Monday, August 01, 2016

“Yes, and…”

Who knew improvisatory comedy could be useful in higher ed?

I’ve been a fan of “improv” for years.  I have decided opinions on the merits of the various hosts and cast members of “Whose Line Is It Anyway?,” and have seen a few subsets of the cast live.  (For my money, Clive Anderson and Aisha Tyler are the best hosts; Drew Carey was nearly unwatchable.)  Podcasting has proven itself a great medium for improv, given its flexible time limits: I happily recommend any episode of “Comedy Bang Bang” in which Paul F. Tompkins portrays Andrew Lloyd Webber, or Jessica St. Clair plays Marissa Wompler.  (“Womp It Up!”)  Recently my brother referred me to “The Dollop,” a podcast that combines American history with improvisatory comedy.  It’s uneven, but the episode about “Disco Demolition Night” and the career of Bill Veeck nearly made me drive off the road laughing.

The key to improv is “yes, and…”  Each member of the troupe has to follow on what the previous one said or did.  If A says she’s receiving signals from Alpha Centauri in her fillings, B has to accept that and build on it.  It’s a sort of mandatory leap of faith.  Sometimes it works and sometimes it doesn’t, but when it does, it builds a sort of infectious momentum.
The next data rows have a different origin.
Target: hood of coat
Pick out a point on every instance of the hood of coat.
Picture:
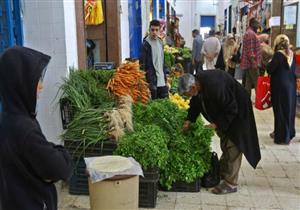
(20, 71)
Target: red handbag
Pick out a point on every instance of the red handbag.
(263, 93)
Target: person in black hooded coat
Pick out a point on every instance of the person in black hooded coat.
(227, 106)
(29, 164)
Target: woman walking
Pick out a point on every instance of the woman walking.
(283, 90)
(230, 53)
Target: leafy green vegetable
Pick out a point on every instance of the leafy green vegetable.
(189, 154)
(87, 89)
(88, 126)
(150, 151)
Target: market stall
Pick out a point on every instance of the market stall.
(111, 114)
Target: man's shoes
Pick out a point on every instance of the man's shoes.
(223, 188)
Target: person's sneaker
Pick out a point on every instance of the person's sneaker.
(223, 188)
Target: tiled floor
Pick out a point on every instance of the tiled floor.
(275, 184)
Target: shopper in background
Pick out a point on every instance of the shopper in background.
(197, 62)
(227, 106)
(29, 164)
(211, 49)
(152, 62)
(230, 54)
(251, 55)
(283, 90)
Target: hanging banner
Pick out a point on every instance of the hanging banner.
(93, 12)
(290, 15)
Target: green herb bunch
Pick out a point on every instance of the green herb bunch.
(147, 145)
(189, 153)
(87, 89)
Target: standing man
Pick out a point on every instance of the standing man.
(211, 49)
(227, 106)
(196, 52)
(251, 55)
(152, 62)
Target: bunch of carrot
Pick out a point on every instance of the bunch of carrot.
(130, 80)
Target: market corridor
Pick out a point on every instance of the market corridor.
(275, 184)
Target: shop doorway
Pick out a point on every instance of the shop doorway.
(135, 27)
(207, 22)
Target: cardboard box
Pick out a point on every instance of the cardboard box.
(119, 192)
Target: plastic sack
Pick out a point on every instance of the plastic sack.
(263, 93)
(97, 176)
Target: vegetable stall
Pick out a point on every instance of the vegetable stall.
(110, 112)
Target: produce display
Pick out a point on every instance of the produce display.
(86, 89)
(189, 153)
(129, 80)
(89, 127)
(116, 105)
(120, 118)
(179, 101)
(147, 145)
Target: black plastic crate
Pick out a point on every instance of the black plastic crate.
(148, 189)
(66, 112)
(148, 193)
(75, 148)
(78, 184)
(185, 187)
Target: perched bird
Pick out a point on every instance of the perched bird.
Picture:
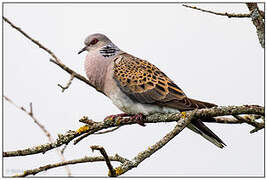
(136, 86)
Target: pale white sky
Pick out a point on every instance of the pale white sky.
(212, 58)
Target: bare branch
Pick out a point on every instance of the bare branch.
(154, 118)
(229, 15)
(68, 84)
(112, 172)
(181, 124)
(75, 74)
(30, 113)
(75, 161)
(56, 61)
(258, 21)
(33, 40)
(107, 131)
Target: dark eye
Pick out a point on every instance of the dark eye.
(94, 41)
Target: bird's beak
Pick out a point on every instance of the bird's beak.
(83, 49)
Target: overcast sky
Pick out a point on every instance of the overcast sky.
(212, 58)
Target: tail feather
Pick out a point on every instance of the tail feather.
(200, 128)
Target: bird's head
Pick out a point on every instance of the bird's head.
(95, 41)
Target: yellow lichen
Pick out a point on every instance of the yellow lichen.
(83, 129)
(183, 114)
(118, 171)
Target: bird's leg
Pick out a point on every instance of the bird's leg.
(117, 115)
(139, 119)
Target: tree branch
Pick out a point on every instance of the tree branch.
(229, 15)
(70, 162)
(56, 61)
(258, 21)
(154, 118)
(33, 40)
(255, 14)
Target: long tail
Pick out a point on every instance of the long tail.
(200, 128)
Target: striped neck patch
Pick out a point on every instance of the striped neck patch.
(109, 50)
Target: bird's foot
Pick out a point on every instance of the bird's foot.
(117, 115)
(139, 119)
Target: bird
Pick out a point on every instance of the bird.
(137, 87)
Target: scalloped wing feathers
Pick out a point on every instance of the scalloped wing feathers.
(145, 83)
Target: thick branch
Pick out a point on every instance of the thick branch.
(30, 113)
(258, 21)
(33, 40)
(154, 118)
(68, 84)
(181, 124)
(56, 61)
(104, 154)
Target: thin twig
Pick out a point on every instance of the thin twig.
(30, 113)
(70, 162)
(258, 21)
(229, 15)
(107, 131)
(153, 118)
(56, 61)
(112, 172)
(51, 140)
(33, 40)
(68, 84)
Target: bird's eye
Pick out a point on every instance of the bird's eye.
(94, 41)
An improviser confident that her partner will follow “yes, and…” will be more willing to take risks.

At the workshop last week, Sandy Shugart, the president of Valencia Community College in Florida, offered “yes, and…” as a way to build infectious momentum on campus.  He was discussing the tonal challenge of acknowledging real issues without implicitly disparaging the people who’ve been working on them for years.  That can be harder than it sounds.  At Holyoke, the first time I asked the math department about low developmental math pass rates, their knee-jerk response was to deny blame.  I wasn’t blaming, but they were so accustomed to being attacked that they assumed that even a simple question must signify a hostile agenda.  It took years to get past that defensiveness.  We did, but it took time.
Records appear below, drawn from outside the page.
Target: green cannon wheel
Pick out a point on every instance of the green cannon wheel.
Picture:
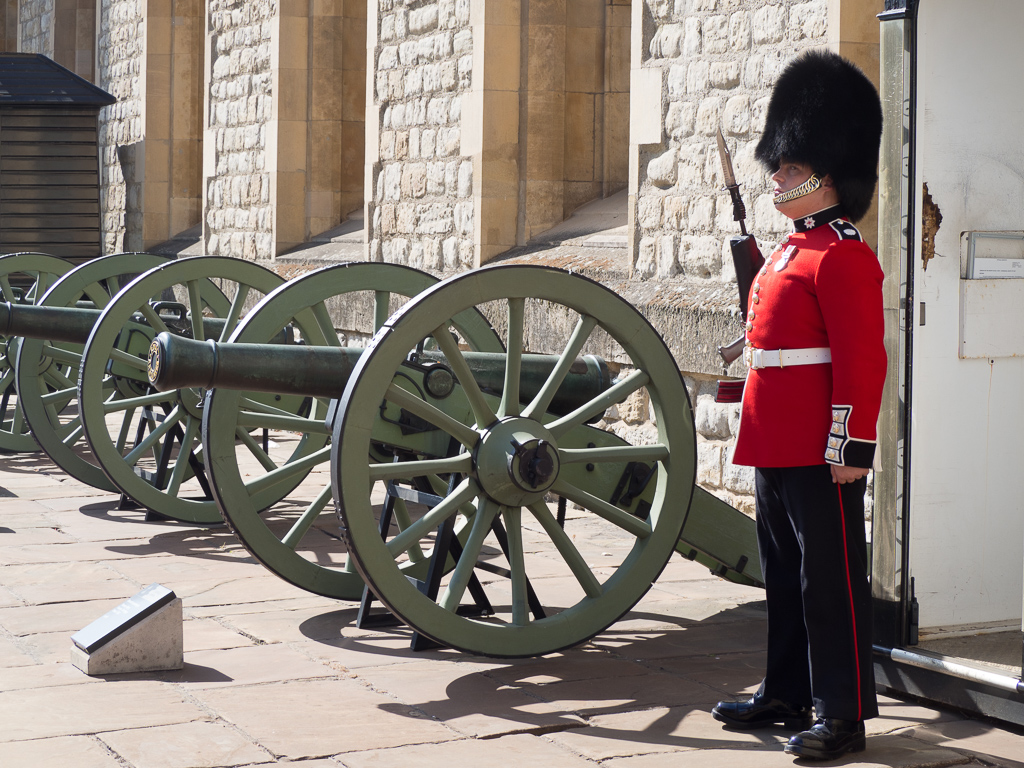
(24, 279)
(546, 593)
(296, 539)
(147, 442)
(47, 371)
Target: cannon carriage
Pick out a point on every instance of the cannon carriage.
(445, 404)
(489, 438)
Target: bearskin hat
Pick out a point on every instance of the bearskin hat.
(825, 113)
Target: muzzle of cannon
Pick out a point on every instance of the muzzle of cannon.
(175, 363)
(74, 325)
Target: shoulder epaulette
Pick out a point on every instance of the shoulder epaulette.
(846, 230)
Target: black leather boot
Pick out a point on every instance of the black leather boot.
(761, 713)
(828, 738)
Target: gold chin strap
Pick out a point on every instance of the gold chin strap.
(805, 188)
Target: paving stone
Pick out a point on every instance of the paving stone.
(30, 620)
(732, 676)
(11, 653)
(707, 640)
(46, 675)
(360, 649)
(8, 599)
(49, 647)
(75, 710)
(242, 590)
(1003, 747)
(574, 665)
(235, 563)
(78, 591)
(233, 609)
(895, 716)
(85, 551)
(599, 695)
(55, 573)
(94, 502)
(197, 744)
(81, 752)
(257, 664)
(463, 697)
(321, 622)
(317, 718)
(519, 750)
(24, 515)
(663, 729)
(110, 524)
(207, 634)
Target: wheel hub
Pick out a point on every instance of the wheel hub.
(516, 462)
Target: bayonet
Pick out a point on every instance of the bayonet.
(729, 176)
(745, 255)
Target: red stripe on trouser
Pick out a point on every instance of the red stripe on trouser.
(853, 611)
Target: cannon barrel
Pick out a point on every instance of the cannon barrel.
(75, 324)
(176, 363)
(55, 324)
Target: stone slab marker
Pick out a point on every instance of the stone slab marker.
(143, 634)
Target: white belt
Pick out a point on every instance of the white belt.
(756, 358)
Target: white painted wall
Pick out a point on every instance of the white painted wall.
(967, 506)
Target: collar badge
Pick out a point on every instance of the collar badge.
(784, 258)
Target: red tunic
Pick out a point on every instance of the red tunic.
(820, 288)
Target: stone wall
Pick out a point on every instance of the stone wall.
(421, 212)
(37, 26)
(718, 60)
(239, 217)
(121, 44)
(8, 26)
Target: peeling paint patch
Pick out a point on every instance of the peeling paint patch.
(931, 219)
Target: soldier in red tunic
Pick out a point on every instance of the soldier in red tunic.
(814, 349)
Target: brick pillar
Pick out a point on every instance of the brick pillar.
(75, 36)
(491, 125)
(172, 109)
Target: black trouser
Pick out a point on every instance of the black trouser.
(811, 540)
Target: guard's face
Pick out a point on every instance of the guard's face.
(791, 175)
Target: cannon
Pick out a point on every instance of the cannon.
(119, 436)
(24, 279)
(53, 334)
(494, 456)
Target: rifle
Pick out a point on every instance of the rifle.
(748, 260)
(745, 255)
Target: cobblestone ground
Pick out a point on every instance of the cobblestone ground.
(273, 675)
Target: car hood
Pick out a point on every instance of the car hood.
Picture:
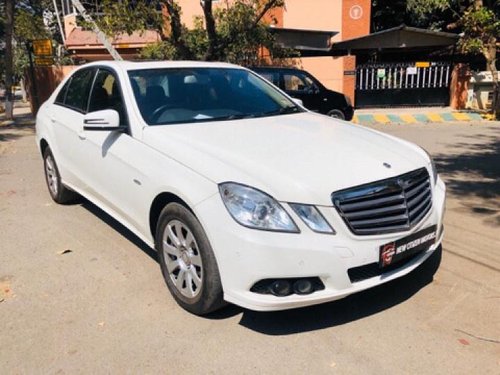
(295, 158)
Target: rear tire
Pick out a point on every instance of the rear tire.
(58, 192)
(336, 113)
(187, 261)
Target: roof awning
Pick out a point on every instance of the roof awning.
(398, 38)
(307, 42)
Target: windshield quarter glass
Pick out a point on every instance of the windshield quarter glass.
(186, 95)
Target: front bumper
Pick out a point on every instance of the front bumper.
(245, 256)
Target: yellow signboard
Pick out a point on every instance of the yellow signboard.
(422, 64)
(44, 61)
(42, 47)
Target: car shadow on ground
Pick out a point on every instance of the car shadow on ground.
(349, 309)
(473, 174)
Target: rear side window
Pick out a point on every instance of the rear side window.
(78, 90)
(62, 94)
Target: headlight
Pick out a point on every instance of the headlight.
(433, 166)
(312, 217)
(254, 209)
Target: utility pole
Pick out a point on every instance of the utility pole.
(100, 35)
(9, 57)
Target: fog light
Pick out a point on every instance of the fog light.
(281, 288)
(302, 286)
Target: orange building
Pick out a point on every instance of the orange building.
(337, 20)
(348, 18)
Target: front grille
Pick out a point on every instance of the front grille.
(396, 204)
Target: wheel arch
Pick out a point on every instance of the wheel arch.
(159, 202)
(43, 145)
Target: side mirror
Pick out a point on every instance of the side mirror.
(105, 120)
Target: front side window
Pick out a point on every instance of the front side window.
(298, 83)
(77, 94)
(106, 94)
(181, 95)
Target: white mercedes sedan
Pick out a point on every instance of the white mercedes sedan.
(247, 197)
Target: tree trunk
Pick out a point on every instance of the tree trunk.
(212, 51)
(174, 13)
(9, 57)
(490, 53)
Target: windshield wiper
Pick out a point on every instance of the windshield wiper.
(282, 111)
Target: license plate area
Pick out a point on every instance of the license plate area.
(396, 251)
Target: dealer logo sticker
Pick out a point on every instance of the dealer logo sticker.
(387, 253)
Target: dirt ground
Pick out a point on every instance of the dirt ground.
(81, 294)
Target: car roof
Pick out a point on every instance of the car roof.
(136, 65)
(275, 68)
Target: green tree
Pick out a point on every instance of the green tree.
(479, 24)
(233, 33)
(31, 19)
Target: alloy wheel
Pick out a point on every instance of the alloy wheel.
(182, 258)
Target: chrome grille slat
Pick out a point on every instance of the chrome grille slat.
(415, 190)
(387, 206)
(377, 222)
(376, 212)
(416, 200)
(365, 204)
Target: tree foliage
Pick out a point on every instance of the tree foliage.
(233, 33)
(478, 21)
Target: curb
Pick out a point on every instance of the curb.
(407, 118)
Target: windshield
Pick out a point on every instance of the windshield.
(181, 95)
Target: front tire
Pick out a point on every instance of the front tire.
(58, 192)
(187, 261)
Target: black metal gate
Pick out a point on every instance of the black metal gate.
(403, 84)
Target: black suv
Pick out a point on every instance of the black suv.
(302, 85)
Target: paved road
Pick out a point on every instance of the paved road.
(82, 295)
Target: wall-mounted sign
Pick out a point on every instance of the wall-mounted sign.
(422, 64)
(411, 70)
(44, 61)
(42, 47)
(356, 12)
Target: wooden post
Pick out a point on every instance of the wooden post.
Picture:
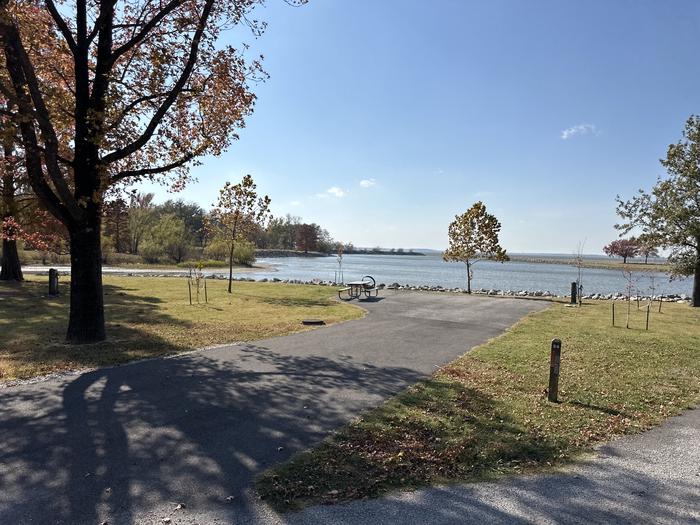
(613, 303)
(554, 362)
(53, 282)
(648, 308)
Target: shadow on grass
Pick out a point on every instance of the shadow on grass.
(604, 410)
(435, 432)
(296, 301)
(33, 335)
(193, 429)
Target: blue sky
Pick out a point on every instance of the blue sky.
(544, 110)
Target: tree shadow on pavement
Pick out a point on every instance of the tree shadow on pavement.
(192, 429)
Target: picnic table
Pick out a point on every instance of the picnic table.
(356, 289)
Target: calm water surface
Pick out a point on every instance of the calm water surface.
(432, 270)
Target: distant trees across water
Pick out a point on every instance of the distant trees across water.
(137, 230)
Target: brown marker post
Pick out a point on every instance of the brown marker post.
(554, 362)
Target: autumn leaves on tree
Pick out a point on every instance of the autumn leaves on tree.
(473, 236)
(105, 94)
(669, 215)
(236, 215)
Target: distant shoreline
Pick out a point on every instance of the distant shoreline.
(603, 264)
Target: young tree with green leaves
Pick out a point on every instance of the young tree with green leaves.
(669, 215)
(473, 236)
(236, 215)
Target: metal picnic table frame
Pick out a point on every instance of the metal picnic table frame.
(356, 289)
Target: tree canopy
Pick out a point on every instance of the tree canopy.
(236, 216)
(669, 214)
(118, 92)
(624, 248)
(474, 236)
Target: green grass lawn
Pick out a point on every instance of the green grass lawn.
(148, 317)
(486, 415)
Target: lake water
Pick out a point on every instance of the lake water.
(432, 270)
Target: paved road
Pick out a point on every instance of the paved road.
(129, 444)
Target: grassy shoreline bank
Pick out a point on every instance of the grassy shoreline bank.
(486, 415)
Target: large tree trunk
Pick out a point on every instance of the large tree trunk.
(230, 268)
(696, 278)
(11, 267)
(87, 320)
(469, 278)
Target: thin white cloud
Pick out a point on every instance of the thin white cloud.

Had I opened with “I know you’ve been concerned about developmental pass rates.  Could you bring me up to speed on what you’ve been doing about it so far?,” we might have been able to get to the productive stage more quickly.  That’s a version of “yes, and.”  It opens with an explicit assumption of good faith, and sets the stage for working together.  Instead of focusing on sussing out a sinister hidden agenda, we could skip directly to trying the next thing.  

As he spoke, I realized that “yes, and…” is a conceptual cousin of “mindset.”  “Mindset,” drawing on the work of Carol Dweck, is all the rage in the community college world.  It rests on drawing a distinction between two concepts of intelligence.  In the traditional, “fixed” view, people have a certain IQ or a certain level of intelligence, and that’s what they have.  They can’t change it.  If you’re “not a math person,” then nothing will make you one.  The “mindset” school argues that intelligence is a muscle, and it can grow stronger with use.  Struggling to learn something isn’t a sign of failure; it’s a necessary step in intellectual growth.  We routinely accept that logic in the context of physical exercise, so it’s a short step to apply it to mental exercise.
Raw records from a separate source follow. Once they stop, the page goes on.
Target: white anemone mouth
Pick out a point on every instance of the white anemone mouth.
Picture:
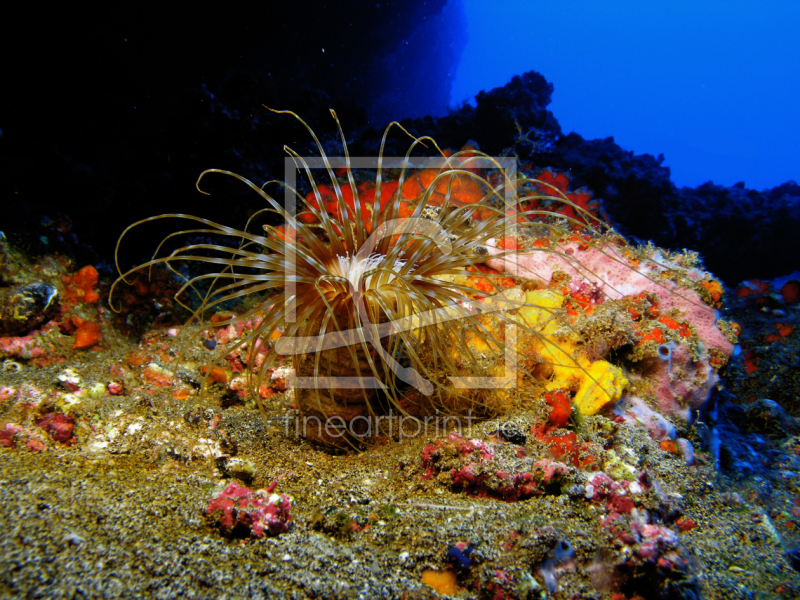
(354, 267)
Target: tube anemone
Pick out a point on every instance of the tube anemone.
(370, 300)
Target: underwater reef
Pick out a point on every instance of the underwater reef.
(554, 408)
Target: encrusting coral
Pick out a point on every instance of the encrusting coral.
(464, 286)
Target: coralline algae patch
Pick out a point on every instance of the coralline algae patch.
(651, 306)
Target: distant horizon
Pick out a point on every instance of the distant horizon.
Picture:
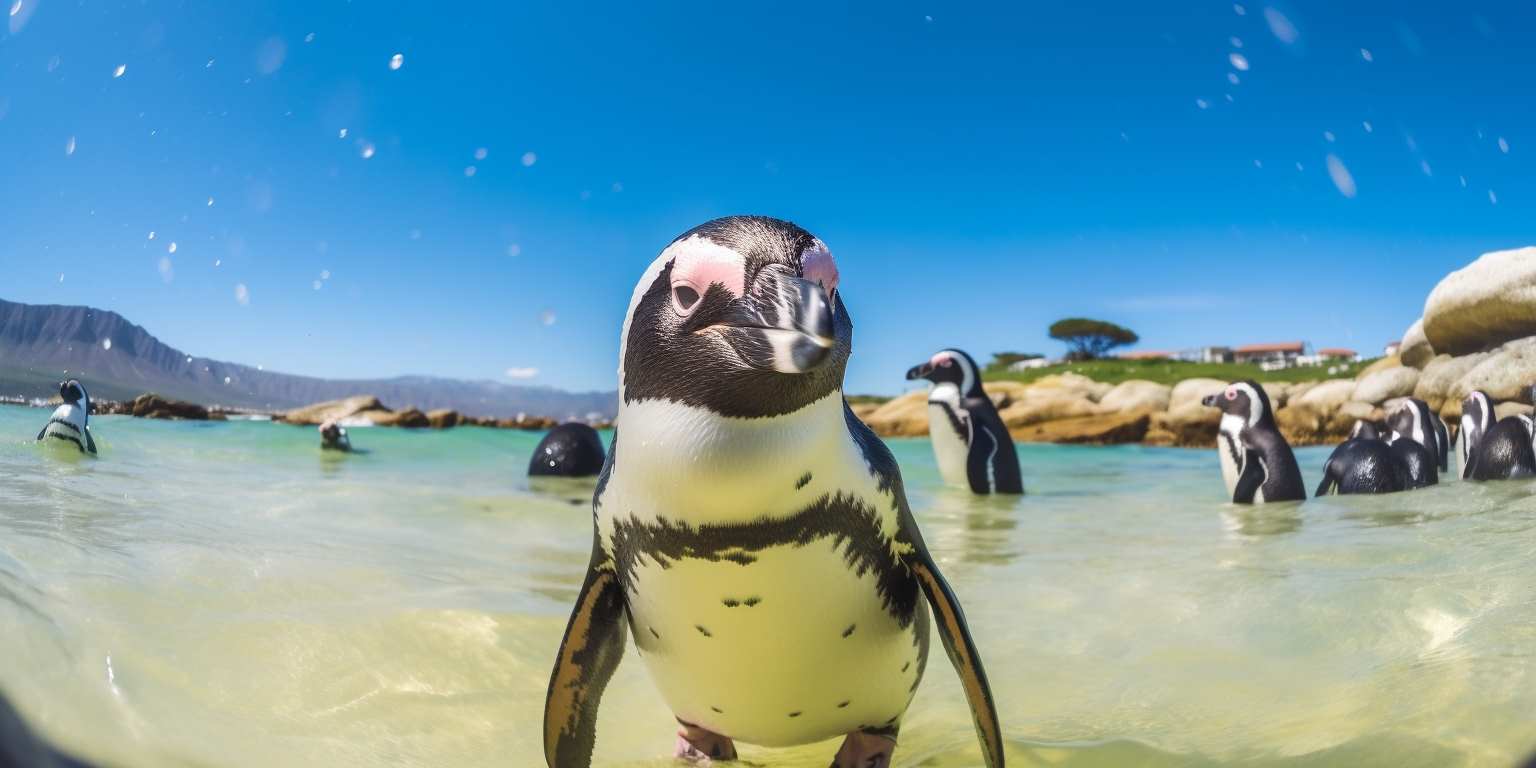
(347, 192)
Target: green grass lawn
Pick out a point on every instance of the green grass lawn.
(1172, 372)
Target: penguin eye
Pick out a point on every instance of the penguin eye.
(685, 298)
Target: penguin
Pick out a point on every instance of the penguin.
(334, 436)
(71, 421)
(1363, 466)
(1502, 450)
(570, 450)
(750, 532)
(969, 440)
(1255, 458)
(1413, 418)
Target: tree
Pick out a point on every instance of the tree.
(1002, 360)
(1091, 338)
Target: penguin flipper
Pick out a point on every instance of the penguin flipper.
(962, 655)
(1249, 481)
(979, 460)
(590, 652)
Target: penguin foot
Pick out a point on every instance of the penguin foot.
(702, 747)
(865, 750)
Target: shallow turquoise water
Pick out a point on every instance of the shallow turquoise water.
(226, 595)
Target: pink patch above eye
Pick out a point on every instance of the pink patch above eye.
(817, 264)
(701, 263)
Dweck and her acolytes have shown convincingly that a negative “fixed” mindset can be self-fulfilling.  If I think there’s no point in trying, I won’t try, and I won’t improve.  (If coerced, I might try in a really foot-dragging sort of way, fail, and take the failure as confirmation.)  But if I think that I can get better with practice, I’m likelier to practice.  There’s a reason to try.  Changing mindsets upfront can lead to self-fulfilling forward progress.

In other words, we have “mindset” work to do on our own campuses.  We can do a better job if we’re open to the possibility that it can happen, and that our own efforts matter.  That means starting by acknowledging the work that has already been done, and by taking pains to point out the progress that has already happened.  Instead of the usual “fork in the road” message, start with an appreciative acknowledgement of infectious momentum.  Then take it to the next level, and the next, and the next.

Neither “yes, and…” nor mindset will work every single time.  Nothing will.  But they’re much likelier to work than what we’ve been doing.  Improvisation requires a level of trust that people who rely on traditional models of strategic planning may find naive or opaque, but I’m okay with that.  The bigger laughs require bigger risks.  We may surprise ourselves.  Given how much our success matters for our students and our communities, I think it’s worth the risk.